Since 1975, the Czech-born exiled writer Milan Kundera has also lived in France. Kundera sees himself as French and has composed his work in French since 1993. Gao seems to take Kundera as his model. He tried hard to jump away from the shadow of his Chinese background, and his creative writing and drama now deal with European themes and are in French. Unfortunately, Gao’s French works are constrained and unnatural. For example, his play Ballade Nocturne, a poem-play with dance, presents the ego of a Western female. How could an aged Asian male really enter the subtle psyche and emotional world of a young European female? This experiment is quite embarrassing. Gao failed in his goal. The play was only a dancing performance, something for the eyes, but did not touch the heart or soul of the audience.

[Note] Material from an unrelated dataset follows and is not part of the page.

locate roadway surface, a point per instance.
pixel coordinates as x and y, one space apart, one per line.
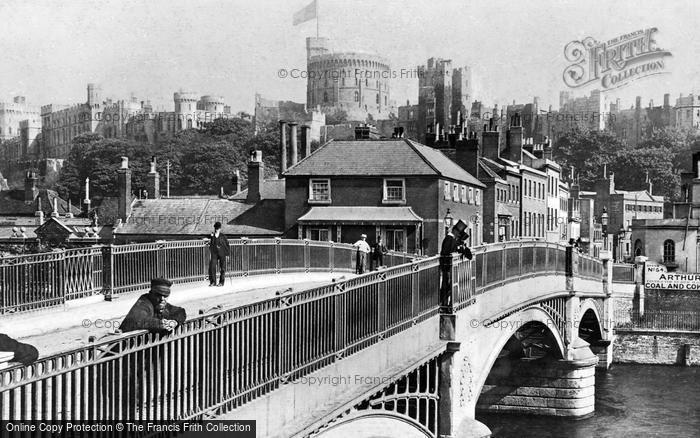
57 329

After the Velvet Revolution, Kundera was embraced by his home country; he received awards and his works were published in Czech. But Gao is still treated like an unwelcome stepchild in his motherland of China. His works could not be published officially, but pirated copies exist on the free market. Most of his Chinese works were published in Taiwan and Hong Kong long before he received the Nobel Prize. Although they did not sell well before, his reception of the prize has promoted the distribution enormously.
While Gao Xingjian has been celebrated as a hero and master outside China, he never goes back to China. This is either because he is still a persona non grata or because he does not want to bow to a regime that has suppressed him and wouldn’t provide him any space for his free writing and thinking. His early book Basic Study of the Technique of Modern Fiction (xiandai xiaoshuo jiqiao chutan), was criticized immediately after its publication in 1981. The book, which introduces the “stream of consciousness,” could be labeled as a counterrevolutionary “poisonous weed.” The absurdity of real life has inspired Gao’s creation of absurdity drama. His early plays like Signal Alarm (1982) and Bus Stop reflected exactly the reality at that time. When he left China in 1987, Gao was a dissident.
Although “global citizen” Gao tried hard to merge into the European society, to transform himself as an European intellectual and turn his back to China, he still encourages others to write more about the Cultural Revolution. “To the Terror of that time, people have not written enough about it. We must let the generations to come know the historical experience, and prevent such things happen again.”
Gao, now 76, is a living witness of the terror, who is more qualified than he to write down the history? He must know that the role of “dissident writer” fits him much better than that of a “global citizen.”